A rookie Los Angeles police officer has resigned amid allegations he illegally tapped into a law enforcement computer on behalf of a gang member who was recently convicted of murder.
The officer, Gabriel Morales, 25, was seeking information on two key witnesses who testified at the gang member’s murder trial, according to court records. Morales had been dating the gang member’s sister for several years.
The law enforcement database that police say Morales accessed contains a wide array of personal information on people, including home addresses. Authorities said he made printouts of the information he found.
The allegations against Morales underscore the predicament of police officers when they feel forced to choose between their oath to uphold the law and their allegiance to friends and family, Los Angeles Police Department officials said.
“Every officer has the choice between making good decisions and bad decisions. They have to ask themselves, ‘Am I going to let something a family member has done jeopardize everything I’ve worked for or am I going to do what’s right?’ ” said Capt. Steven Zipperman, commanding officer at the LAPD’s Southwest Area Division, where Morales was assigned. “Unfortunately, sometimes officers get into these situations and end up with their moral compass pointing in the wrong direction.”
The case stems from the murder trial of 18-year-old Matthew Turner, who in August was found guilty of killing a man in a drive-by shooting in Highland Park. While listening in on phone calls Turner made from jail to family members, LAPD homicide detectives heard the family mention Morales, court records show. They alerted the department’s Internal Affairs Division, which opened an investigation into Morales.
An Internal Affairs investigator was listening when, on Aug. 8 — two days after a jury found Turner guilty of the murder — he called his father, Wayne Turner, from jail, court records show.
“I have Gabriel looking at these guys, those tattoo guys,” Wayne Turner said, according to a transcript of the recording. “I have Gabriel running their names. He supposed to bring me their names today, where their locations at, so we can get a hold of them.”
The “tattoo guys” were two witnesses from the trial whom authorities referred to in court documents as “crucial eye witnesses.”
On the same day that Turner called his father, Morales accessed the police database, court records show. It is not clear, however, whether Morales gave Turner the information on the witnesses, said a law enforcement source with knowledge of the case, who requested anonymity because of the sensitivity of the ongoing investigation.
Police indicated in court papers that they also suspect that Morales had a hand in helping Turner find a third witness in the case while the trial was going on. That man, a friend of the victim who was nearby when the shooting occurred, told authorities that Wayne Turner was waiting for him one day when he stepped off a bus near his home and told him to “do the right thing,” according to court records.
Police and court officials interpreted the comment as an attempt by Turner to frighten the man so he would not testify honestly. They took the encounter seriously enough that they put the witness into a relocation program.
In a search warrant affidavit for Morales’ house and locker at his Southwest Division police station, an internal affairs investigator implied that Morales may have given Turner the witness’ address, because prosecutors had been careful to conceal the man’s address in court documents.
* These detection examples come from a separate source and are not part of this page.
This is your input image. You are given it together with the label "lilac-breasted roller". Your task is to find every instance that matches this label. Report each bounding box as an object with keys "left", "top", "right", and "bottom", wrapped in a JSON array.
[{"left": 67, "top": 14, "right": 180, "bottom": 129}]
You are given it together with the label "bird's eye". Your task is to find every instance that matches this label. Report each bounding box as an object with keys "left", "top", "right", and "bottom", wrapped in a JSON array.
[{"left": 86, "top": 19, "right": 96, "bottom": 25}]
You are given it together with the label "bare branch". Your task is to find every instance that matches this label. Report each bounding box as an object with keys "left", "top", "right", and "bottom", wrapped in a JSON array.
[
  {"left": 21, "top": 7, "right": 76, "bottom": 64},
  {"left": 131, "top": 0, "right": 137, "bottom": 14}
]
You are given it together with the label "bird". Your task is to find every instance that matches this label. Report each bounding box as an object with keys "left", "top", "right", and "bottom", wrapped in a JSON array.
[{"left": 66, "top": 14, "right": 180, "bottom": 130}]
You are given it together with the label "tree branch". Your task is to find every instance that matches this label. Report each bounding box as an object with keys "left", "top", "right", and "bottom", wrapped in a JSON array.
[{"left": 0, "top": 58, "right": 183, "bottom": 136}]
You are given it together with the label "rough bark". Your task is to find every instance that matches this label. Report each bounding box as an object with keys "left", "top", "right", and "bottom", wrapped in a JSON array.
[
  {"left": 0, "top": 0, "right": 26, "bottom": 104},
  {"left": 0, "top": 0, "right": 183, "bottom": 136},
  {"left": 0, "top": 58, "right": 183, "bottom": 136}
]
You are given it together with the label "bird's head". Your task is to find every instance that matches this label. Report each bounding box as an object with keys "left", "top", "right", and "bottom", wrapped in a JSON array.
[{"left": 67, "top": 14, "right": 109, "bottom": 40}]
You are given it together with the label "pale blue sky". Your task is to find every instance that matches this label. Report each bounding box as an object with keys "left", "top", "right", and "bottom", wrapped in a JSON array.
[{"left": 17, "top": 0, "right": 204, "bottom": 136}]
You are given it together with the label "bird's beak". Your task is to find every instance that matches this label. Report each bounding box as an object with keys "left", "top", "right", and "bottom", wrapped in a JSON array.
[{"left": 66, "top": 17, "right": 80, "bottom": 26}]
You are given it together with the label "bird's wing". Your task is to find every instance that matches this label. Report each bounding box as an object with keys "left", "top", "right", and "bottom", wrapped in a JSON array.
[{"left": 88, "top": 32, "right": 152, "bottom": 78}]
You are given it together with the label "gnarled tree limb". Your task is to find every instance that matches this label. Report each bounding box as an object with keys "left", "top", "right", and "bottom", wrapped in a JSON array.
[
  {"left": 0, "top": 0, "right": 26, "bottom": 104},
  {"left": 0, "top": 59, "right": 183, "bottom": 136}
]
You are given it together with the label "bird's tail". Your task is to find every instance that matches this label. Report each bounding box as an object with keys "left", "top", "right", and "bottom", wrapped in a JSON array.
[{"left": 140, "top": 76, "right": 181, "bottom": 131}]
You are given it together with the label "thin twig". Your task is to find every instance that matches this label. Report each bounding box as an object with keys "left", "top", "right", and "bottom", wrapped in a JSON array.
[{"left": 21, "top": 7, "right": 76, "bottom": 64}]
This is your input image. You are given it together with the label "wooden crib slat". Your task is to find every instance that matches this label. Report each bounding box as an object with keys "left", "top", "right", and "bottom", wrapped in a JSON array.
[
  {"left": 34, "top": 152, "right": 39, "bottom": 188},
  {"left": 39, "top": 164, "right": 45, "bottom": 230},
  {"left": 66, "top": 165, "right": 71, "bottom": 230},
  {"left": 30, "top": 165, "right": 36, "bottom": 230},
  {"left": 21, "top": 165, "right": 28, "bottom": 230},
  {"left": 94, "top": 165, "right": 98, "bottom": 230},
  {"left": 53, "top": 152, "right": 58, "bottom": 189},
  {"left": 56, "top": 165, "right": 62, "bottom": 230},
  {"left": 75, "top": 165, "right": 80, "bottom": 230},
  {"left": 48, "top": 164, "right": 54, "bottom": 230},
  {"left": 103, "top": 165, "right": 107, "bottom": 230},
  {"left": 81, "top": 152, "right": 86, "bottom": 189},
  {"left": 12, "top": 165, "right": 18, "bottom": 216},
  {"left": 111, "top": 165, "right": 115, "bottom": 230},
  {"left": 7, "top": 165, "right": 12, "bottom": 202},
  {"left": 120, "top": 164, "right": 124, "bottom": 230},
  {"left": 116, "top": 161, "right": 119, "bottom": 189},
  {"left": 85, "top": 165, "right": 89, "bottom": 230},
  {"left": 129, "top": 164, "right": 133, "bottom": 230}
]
In a brief interview, Wayne Turner denied that Morales, whom he referred to as “my son-in-law,” gave him any information about witnesses but refused to comment further. Morales declined to comment for this article. An attorney from the firm representing both Matthew Turner and Morales did not respond to repeated requests for comment.
Early in the morning of Sept. 2, police searched Morales’ home and found printouts from the database with information on the two witnesses, according to court records and police sources. He resigned the same day, police sources said.
When LAPD investigators complete their investigation, prosecutors in the Los Angeles County district attorney’s office will decide whether to pursue criminal charges against Morales.
Paul M. Weber, president of the Los Angeles Police Protective League, the union that represents the LAPD’s rank-and-file officers, came down hard on Morales regarding the allegations. “Any police officer accessing confidential law enforcement databases to help a gang member gather information on witnesses in a murder trial is a disgrace to the LAPD badge,” he said.
Morales is not the first officer accused of abusing the department’s internal databases. In 2008, former LAPD Sgt. Mark Arneson was convicted of illegally accessing law enforcement databases to help disgraced private investigator Anthony Pellicano gather information on people, among other charges. In another well-publicized case, Sgt. Kelly Chrisman was accused in 2000 of using LAPD databases to look up information on celebrities. Chrisman was fired by the department but is fighting a legal battle to be reinstated.
LAPD officials did not respond to a request for the number of cases in recent years involving database abuse allegations. A review of LAPD discipline files from the mid-1990s, however, found at least 70 such cases.
In allegedly trying to help Turner, Morales failed to heed a warning that instructors at the LAPD’s training academy attempt to grind into recruits studying to become officers.
“You have to think long and hard about the consequences of your actions,” an academy instructor told a recent class. “Think about what you have to lose. Anything that has the potential to cause nonsense in your life, eliminate it. Eliminate it. If there is someone in your life who’s on the wrong side of the law, drop them.”